Manipulating abstract batches

Here is an example that computes the mean of two batches, using the best architecture available, based on compile time informations:

#include "xsimd/xsimd.hpp"

namespace xs = xsimd;
xs::batch<float> mean(xs::batch<float> lhs, xs::batch<float> rhs)
    return (lhs + rhs) / 2;

The batch can be a batch of 4 single precision floating point numbers (e.g. on Neon) or a batch of 8 (e.g. on AVX2).

Manipulating parametric batches

The previous example can be made fully parametric, both in the batch type and the underlying architecture. This is achieved as described in the following example:

#include "xsimd/xsimd.hpp"

namespace xs = xsimd;
template <class T, class Arch>
xs::batch<T, Arch> mean(xs::batch<T, Arch> lhs, xs::batch<T, Arch> rhs)
    return (lhs + rhs) / 2;

At its core, a xsimd::batch is bound to the scalar type it contains, and to the instruction set it can use to operate on its values.

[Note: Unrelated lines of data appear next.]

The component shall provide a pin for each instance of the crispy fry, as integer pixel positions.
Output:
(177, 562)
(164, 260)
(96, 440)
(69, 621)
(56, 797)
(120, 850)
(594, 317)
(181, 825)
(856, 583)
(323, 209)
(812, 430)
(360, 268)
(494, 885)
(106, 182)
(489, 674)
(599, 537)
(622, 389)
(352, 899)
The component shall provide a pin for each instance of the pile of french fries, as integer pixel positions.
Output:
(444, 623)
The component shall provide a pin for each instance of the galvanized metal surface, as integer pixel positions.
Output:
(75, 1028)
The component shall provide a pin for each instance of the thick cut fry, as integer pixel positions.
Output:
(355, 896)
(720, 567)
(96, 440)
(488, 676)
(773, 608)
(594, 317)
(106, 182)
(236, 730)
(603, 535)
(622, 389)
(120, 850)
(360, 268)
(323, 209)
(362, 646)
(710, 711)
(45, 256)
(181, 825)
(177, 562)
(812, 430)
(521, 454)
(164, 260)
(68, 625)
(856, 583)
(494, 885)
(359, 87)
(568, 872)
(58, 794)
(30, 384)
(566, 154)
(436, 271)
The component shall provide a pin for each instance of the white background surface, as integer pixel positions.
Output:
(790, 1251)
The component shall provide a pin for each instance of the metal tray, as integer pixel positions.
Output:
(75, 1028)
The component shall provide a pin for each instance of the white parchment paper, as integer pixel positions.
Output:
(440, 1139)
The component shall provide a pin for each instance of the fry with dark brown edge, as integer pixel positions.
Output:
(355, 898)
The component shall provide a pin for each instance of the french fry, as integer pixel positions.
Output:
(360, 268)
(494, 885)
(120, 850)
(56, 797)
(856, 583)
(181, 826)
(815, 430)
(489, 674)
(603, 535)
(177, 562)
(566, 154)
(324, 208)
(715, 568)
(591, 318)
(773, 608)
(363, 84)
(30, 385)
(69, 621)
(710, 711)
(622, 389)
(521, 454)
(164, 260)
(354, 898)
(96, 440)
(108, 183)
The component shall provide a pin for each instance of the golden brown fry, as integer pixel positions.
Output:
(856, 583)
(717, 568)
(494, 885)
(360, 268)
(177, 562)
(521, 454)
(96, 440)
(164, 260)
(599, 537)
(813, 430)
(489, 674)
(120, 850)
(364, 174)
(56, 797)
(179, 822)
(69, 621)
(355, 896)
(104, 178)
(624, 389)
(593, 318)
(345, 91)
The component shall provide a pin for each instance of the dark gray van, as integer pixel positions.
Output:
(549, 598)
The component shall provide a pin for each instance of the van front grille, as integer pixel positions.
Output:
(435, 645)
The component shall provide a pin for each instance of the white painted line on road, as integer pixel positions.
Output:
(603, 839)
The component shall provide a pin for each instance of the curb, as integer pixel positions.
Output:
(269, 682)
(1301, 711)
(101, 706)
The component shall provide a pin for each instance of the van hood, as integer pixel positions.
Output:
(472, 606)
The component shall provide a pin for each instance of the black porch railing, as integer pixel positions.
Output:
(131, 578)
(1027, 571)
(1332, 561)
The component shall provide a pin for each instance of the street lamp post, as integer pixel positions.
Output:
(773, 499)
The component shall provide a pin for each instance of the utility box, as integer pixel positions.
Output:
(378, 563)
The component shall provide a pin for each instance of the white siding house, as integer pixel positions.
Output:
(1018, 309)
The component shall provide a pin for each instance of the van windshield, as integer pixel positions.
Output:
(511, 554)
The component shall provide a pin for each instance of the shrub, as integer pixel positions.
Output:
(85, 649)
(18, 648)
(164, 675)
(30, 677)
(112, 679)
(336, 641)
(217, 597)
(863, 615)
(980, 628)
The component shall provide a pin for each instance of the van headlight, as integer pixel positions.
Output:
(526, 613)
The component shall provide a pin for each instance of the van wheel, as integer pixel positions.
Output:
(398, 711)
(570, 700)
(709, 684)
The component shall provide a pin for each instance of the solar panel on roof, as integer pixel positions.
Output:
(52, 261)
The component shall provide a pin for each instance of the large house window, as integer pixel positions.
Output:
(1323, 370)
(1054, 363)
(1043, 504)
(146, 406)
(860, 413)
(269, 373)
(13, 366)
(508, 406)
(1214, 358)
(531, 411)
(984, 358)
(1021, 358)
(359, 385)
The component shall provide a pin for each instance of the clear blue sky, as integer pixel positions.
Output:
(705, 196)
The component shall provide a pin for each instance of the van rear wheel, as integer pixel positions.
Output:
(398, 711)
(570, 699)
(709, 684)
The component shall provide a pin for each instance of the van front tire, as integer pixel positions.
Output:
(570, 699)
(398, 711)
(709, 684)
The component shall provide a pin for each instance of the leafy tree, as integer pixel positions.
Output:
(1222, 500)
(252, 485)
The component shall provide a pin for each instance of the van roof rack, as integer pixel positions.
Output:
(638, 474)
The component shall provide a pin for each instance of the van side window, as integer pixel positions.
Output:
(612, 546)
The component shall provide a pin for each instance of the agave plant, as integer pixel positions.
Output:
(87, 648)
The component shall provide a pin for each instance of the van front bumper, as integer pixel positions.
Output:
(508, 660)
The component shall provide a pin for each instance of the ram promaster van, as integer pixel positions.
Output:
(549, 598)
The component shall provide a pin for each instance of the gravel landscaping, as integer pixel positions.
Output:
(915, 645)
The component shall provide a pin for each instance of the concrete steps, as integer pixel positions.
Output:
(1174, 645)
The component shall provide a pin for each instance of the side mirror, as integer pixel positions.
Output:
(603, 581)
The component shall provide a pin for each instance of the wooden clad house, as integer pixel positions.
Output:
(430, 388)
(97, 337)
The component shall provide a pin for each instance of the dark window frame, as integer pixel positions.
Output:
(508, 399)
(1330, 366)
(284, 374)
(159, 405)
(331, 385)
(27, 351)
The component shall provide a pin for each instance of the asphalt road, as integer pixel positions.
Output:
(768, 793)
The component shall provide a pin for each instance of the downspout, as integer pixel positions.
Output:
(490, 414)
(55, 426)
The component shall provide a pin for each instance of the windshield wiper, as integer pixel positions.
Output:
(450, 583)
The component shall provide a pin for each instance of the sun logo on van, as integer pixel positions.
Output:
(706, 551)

Explicit use of an instruction set extension

Here is an example that loads two batches of 4 double floating point values, and computes their mean, explicitly using the AVX extension:

#include "xsimd/xsimd.hpp"
#include <iostream>

namespace xs = xsimd;

int main(int, char*[])
    xs::batch<double, xs::avx> a = { 1.5, 2.5, 3.5, 4.5 };
    xs::batch<double, xs::avx> b = { 2.5, 3.5, 4.5, 5.5 };
    auto mean = (a + b) / 2;
    std::cout << mean << std::endl;
    return 0;

Note that in that case, the instruction set is explicilty specified in the batch type.

This example outputs:

(2.0, 3.0, 4.0, 5.0)


If you allow your compiler to generate AVX2 instructions (e.g. through -mavx2) there is nothing preventing it from optimizing the above code using AVX2 instructions.